Underpinning this is an increasing confidence on the macro level. Only 13 per cent of managing partners believe that prospects for the UK economy will deteriorate in the next six months; in fact, their optimism is at its highest since the Law Firm Business Confidence Survey was launched this time last year.
Certainly, set against a background of increasing rigour among financial managers of law firms, the findings are encouraging. As The Lawyer has revealed over the past few months, firms such as Addleshaw Booth & Co, Allen & Overy (A&O) and Osborne Clarke have all put in stringent measures to minimise fallout from the downturn. A&O and Osborne Clarke both cut partner drawings, while Addleshaws embarked on an aggressive internal campaign to reduce lock-up (the time recorded between billing clients and cash collection). Given that the survey reports that only 33 per cent of firms now consider late payment by clients a worry – compared with 62 per cent for the previous quarter – it would appear that many have put similar procedures in place.
Yet despite – or maybe because of – all this, risk management is nevertheless at the forefront of managing partners' minds: 72 per cent of firms surveyed have carried out a formal risk assessment, while just over half have put in place an integrated risk management programme. Linked to this is an increased focus on limited liability partnerships (LLPs). One in five of the firms surveyed are currently considering converting to LLP status.

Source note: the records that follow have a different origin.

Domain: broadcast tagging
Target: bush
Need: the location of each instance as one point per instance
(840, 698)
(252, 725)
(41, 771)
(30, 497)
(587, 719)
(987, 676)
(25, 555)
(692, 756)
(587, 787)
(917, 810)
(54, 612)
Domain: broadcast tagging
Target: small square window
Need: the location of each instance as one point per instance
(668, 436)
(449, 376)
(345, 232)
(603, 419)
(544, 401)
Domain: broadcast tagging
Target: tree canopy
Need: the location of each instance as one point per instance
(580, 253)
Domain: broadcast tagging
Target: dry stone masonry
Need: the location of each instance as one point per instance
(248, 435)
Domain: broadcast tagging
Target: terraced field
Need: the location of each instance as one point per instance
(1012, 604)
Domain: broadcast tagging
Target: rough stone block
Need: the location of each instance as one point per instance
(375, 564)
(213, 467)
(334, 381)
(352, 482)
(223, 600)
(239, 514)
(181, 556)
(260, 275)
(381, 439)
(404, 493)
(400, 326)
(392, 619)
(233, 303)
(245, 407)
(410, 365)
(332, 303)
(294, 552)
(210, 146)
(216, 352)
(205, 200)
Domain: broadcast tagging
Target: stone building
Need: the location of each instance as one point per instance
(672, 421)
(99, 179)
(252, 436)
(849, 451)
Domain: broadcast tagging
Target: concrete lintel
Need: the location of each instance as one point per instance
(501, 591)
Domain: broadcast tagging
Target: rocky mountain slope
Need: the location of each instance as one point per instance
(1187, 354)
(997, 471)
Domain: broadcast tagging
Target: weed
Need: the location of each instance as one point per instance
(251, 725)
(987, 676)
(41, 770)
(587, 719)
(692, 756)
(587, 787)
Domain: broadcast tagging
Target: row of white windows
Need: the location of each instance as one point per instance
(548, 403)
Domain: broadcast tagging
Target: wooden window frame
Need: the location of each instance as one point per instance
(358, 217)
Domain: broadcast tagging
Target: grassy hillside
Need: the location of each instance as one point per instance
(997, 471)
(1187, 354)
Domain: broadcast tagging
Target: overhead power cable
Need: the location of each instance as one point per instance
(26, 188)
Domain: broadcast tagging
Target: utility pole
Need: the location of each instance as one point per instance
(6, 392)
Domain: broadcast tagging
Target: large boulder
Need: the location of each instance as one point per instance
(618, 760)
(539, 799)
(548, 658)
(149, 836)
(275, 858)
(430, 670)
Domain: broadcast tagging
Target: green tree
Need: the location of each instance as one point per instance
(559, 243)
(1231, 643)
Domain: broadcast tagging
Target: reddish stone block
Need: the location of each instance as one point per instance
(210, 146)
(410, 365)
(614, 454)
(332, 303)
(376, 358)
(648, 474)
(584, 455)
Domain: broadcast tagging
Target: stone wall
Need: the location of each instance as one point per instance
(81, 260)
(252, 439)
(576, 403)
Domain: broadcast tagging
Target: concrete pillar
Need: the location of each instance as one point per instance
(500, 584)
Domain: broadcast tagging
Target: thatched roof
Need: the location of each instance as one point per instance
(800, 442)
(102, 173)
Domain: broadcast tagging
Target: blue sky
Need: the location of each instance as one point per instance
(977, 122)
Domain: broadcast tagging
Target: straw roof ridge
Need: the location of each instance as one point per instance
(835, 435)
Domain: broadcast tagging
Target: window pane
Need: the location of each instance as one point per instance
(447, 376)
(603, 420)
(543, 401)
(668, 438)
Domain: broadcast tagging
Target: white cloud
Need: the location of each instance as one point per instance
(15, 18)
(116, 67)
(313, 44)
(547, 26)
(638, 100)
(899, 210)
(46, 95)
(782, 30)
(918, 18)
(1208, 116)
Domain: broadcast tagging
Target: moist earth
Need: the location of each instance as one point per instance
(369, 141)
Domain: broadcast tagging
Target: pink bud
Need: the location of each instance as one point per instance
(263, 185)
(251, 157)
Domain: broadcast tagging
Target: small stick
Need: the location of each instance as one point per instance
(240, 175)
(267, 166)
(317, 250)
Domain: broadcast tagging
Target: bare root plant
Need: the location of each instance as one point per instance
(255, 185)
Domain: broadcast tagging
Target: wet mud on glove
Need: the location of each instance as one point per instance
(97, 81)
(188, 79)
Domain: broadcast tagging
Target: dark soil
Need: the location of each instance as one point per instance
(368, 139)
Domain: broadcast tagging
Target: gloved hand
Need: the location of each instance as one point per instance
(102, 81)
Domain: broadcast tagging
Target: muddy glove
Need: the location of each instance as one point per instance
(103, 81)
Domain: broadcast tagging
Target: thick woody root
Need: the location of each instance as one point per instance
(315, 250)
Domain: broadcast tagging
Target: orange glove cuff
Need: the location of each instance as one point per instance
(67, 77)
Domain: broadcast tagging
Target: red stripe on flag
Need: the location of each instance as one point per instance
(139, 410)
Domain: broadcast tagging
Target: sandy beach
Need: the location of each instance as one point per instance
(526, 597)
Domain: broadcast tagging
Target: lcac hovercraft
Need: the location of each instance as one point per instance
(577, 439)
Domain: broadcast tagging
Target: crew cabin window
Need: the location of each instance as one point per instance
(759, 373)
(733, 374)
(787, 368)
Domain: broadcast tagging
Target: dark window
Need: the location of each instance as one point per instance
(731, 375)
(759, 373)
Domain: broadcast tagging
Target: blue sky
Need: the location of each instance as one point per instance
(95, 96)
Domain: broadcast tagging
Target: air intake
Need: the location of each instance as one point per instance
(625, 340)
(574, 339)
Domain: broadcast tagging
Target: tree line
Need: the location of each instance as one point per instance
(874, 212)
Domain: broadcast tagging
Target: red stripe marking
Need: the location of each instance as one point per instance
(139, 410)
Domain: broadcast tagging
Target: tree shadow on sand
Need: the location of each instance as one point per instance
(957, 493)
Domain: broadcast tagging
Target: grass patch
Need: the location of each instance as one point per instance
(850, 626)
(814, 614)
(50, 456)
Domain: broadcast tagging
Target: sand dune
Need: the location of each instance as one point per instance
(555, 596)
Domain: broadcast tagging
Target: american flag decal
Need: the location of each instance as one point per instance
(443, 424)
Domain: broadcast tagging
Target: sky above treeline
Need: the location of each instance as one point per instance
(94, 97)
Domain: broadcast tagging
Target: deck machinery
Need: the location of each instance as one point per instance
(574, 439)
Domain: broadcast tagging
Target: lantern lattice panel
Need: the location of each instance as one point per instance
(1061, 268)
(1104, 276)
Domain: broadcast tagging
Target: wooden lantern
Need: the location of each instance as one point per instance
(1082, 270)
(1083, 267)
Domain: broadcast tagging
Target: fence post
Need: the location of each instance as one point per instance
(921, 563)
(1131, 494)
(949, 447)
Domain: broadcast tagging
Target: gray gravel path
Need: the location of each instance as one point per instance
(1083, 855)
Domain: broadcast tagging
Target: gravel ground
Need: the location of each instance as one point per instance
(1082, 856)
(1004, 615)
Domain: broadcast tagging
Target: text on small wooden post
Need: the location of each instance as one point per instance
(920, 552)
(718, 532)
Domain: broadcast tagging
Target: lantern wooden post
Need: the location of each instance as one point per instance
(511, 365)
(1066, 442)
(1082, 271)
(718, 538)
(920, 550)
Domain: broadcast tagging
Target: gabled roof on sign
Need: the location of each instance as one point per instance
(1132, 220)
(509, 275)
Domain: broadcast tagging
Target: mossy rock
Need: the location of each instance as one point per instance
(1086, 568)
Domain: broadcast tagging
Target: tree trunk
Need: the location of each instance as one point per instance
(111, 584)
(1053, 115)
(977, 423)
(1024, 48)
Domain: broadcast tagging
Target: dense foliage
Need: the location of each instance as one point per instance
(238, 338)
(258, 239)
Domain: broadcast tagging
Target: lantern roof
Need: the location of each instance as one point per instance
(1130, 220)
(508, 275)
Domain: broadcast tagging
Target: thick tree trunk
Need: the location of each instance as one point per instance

But amid all the good news (only a couple of managing partners were forthright enough to say they were concerned about having to make redundancies), it appears that the recruitment issue is once more rearing its head. Among the biggest increases in concern is the problem of finding good lawyers, something that was at the bottom of managing partners' worries six months ago.
As the report's author Kevin Wheeler said: “Resourcing issues could soon become a major problem again for law firms.”
The timing could not be more apt for assisstants; the latest round of salary reviews are just about to begin for most City law firms.
•The Lawyer's Law Firm Business Confidence Survey is conducted quarterly with Wheeler Associates and McCallum Layton.